L’homme qui se croyait le plus rusé…
Le Tartare, le lieu de supplice des plus grands criminels, se situe sous les Enfers. C’est là que Sisyphe expie ses crimes, lui un humain ayant voulu tromper les dieux. Tout commence quand, dans une crique, Sisyphe et son fils Glaucos, attendent Médée qui ère de pays en pays depuis son implication dans le vol de la Toison d’Or. Contre la pommade qui a servi à Jason, il lui a promis une embarcation. Or, celle-ci est pourrie, la voile déchirée. Médée le maudit et lance une malédiction sur Glaucos. Celui-ci se met à dépérir. Sisyphe va alors employer tous les moyens pour le sauver. Il passe un pacte avec Thanatos À chaque nouvelle lune, il devra toucher une personne qui mourra et ce, jusqu’à l’âge adulte de Glaucos. Il devient un criminel qui va tenter le tout pour le tout…
Serge Le tendre poursuit son exploration de la mythologie grecque. Il a déjà régalé ses lecteurs avec Pygmalion et la vierge d’ivoire où cet homme est amoureux d’une sculpture idéalisant la femme. Avec Astérios le Minotaure, il revisite de belle manière les facettes de ce monstre. Il approche Sisyphe, cet homme condamné à pousser une énorme pierre jusqu’au sommet d’une colline mais elle dévale avant d’atteindre le but. Il faut recommencer et ceci… pour l’éternité. Si ce personnage n’occupe pas une place essentielle dans les récits mythologiques, il faut souligner qu’il est l’un des fondateurs de la ville de Corinthe qu’il a su développer et faire prospérer. Mais il se définit comme le plus rusé des hommes et c’est cette opinion qui le perdra.
Albert camus a fait de cette histoire, dans un essai philosophique, un mythe, un symbole de l’absurdité de la vie humaine. Si le propos est assez dur, le scénariste place des doses d’humour et donne un environnement attrayant au parcours de cet homme, faisant intervenir nombre de dieux et déesses dans son récit.

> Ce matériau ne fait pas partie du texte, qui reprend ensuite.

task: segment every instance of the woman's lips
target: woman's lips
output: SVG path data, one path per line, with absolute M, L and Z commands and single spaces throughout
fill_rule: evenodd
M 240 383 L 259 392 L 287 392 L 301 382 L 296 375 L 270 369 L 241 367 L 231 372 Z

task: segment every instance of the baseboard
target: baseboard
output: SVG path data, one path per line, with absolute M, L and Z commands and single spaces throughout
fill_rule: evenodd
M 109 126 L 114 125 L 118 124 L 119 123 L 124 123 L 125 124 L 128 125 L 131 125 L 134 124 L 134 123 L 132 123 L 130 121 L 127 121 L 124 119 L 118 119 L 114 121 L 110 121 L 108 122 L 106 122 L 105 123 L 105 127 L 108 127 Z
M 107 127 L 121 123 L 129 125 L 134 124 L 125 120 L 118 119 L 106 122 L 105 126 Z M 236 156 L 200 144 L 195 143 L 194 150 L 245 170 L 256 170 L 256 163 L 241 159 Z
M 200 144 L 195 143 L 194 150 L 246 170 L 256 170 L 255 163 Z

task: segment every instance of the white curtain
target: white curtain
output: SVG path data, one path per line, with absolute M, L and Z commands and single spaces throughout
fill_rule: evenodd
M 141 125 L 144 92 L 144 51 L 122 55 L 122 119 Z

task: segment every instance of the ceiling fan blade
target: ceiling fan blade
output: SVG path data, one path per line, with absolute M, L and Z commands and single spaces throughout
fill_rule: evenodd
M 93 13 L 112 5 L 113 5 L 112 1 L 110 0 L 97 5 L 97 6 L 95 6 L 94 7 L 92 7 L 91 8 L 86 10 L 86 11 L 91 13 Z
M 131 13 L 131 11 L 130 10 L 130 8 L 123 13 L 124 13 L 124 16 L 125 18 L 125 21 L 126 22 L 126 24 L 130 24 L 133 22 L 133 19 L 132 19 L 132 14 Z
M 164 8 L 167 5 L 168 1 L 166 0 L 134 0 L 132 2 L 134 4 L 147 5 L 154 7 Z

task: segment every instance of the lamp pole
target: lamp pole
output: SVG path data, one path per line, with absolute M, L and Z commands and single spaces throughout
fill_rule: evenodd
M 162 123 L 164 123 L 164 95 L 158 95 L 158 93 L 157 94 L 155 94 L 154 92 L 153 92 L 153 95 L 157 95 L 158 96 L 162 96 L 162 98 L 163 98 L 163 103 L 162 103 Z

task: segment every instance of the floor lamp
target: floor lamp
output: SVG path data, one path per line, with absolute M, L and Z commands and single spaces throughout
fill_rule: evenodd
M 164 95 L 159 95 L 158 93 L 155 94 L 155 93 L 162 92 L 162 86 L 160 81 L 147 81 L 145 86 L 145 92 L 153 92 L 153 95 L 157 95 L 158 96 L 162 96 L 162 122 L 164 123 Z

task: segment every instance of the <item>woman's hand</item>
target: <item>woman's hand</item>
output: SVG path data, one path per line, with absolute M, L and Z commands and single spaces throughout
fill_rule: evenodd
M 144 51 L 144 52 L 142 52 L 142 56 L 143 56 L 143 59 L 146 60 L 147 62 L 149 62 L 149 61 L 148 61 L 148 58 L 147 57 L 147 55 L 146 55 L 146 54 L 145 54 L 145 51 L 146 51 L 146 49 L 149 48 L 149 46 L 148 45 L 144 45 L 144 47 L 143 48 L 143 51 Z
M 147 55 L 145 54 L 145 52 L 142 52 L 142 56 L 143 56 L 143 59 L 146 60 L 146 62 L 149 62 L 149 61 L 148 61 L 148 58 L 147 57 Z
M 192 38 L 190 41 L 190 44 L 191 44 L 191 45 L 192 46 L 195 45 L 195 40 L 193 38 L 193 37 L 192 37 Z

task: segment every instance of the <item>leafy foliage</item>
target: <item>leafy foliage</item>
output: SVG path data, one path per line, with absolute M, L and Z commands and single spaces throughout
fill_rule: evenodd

Frédéric Peynet, qui s’est fait remarquer avec, par exemple, Les Vestiges de l’aube ou Le Projet Bleiberg (Dargaud), assure un dessin réaliste et une couleur tout aussi réaliste. Il donne une belle expressivité à ses différents protagonistes et les attitudes sont bien rendues. Il signe des décors lumineux, rappelant leurs éclats. Il réalise un beau travail sur la mise en page et assure une lecture très agréable de l’histoire.
Un bel album qui remet à l’honneur un héros mythologique dont on ne se rappelle que de son supplice. Le graphisme élégant sert magnifiquement le récit.
serge perraud
Serge Le Tendre (scénario), Frédéric Peynet (dessin et couleur), Sisyphe — Le Châtiment des Dieux, Dargaud, août 2024, 64 p. — 17,95 €.